Bashar Khoury, for instance, is a 29-year-old Latin rite Catholic
from Damascus who recently served as a volunteer at World Youth Day in
Brazil, helping to run the Arab-language social media operation.
Asked by NCR what he would do if Assad falls, Khoury was clear: “I’ll
leave Syria,” he said. “If that happens, the radicals will take over
and there won’t be any future for me.”
Since the outbreak of civil war in 2011, reports suggest Christians have been the targets of mounting violence.
Observers believe tens of thousands of Christians have fled the
conflict zones, some going into internal exile and others seeking refuge
in neighbouring countries such as Lebanon, Jordan, Turkey and Armenia.
The Syriac League, a non-partisan body in Lebanon, estimated in May
that there are 10,000 Christian refugees from Syria in that nation
alone.The displaced join roughly 150,000 people who’ve been living under
virtual siege for months in 40 villages referred to as the “Valley of
Christians” in western Syria.
In addition to physical attacks, reports indicate churches and
meeting places have been torched, Christian-owned businesses have been
looted, and in some cases, Christian women have been targeted for
assault. The Christian Post reported in December 2011 that
fundamentalist taxi drivers in rebel-controlled areas of Syria had vowed
to attack any unveiled female client, who tend to be Christians.
Christian clergy have also become tempting targets for kidnapping,
including two Orthodox prelates grabbed by still-obscure forces in
April. The prelates’ fate remains unknown. In late February, the website
Ora Pro Siria, operated by Italian missionaries in Syria, claimed the
going price for a kidnapped priest was in the neighbourhood of $200,000.
In that context, it may be little surprise that many Christians seem to prefer the devil they know.

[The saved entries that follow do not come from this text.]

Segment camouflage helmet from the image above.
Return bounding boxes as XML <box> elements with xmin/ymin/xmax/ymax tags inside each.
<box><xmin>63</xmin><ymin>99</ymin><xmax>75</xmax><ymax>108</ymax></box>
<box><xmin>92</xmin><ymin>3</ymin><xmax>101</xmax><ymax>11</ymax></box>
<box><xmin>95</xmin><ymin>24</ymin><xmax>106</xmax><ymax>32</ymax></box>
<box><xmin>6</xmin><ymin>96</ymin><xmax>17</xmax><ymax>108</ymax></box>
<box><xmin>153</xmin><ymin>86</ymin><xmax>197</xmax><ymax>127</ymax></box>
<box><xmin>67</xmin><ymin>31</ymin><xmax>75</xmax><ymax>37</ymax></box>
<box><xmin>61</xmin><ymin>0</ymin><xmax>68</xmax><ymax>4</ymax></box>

Aid to the Church in Need, a Catholic humanitarian group, recently
issued a report on Syria, quoting one Christian woman who asked to
remain anonymous.
“The government was bad, but at least we were safe,” she said. “Not
anymore. … Look at what has happened to our churches in places like
Aleppo and Homs. The extremists threaten us when we want to celebrate
major feasts like Christmas and Easter. They don’t want us in the area
at all.”
Patriarch Ignatius Joseph III Younan of the Syrian Catholic church in
Damascus* said in May that Christians are so frustrated with Western
policy, which he believes is fomenting Islamic radicalism and
anti-Christian hatred, that they may give up on the West altogether.
“I believe there will be a time coming when Christians of the Middle
East will no longer look to the West for support and perhaps to better
strengthen their roots with the Eastern culture and civilization … [to]
Russia, to India, to China,” he said.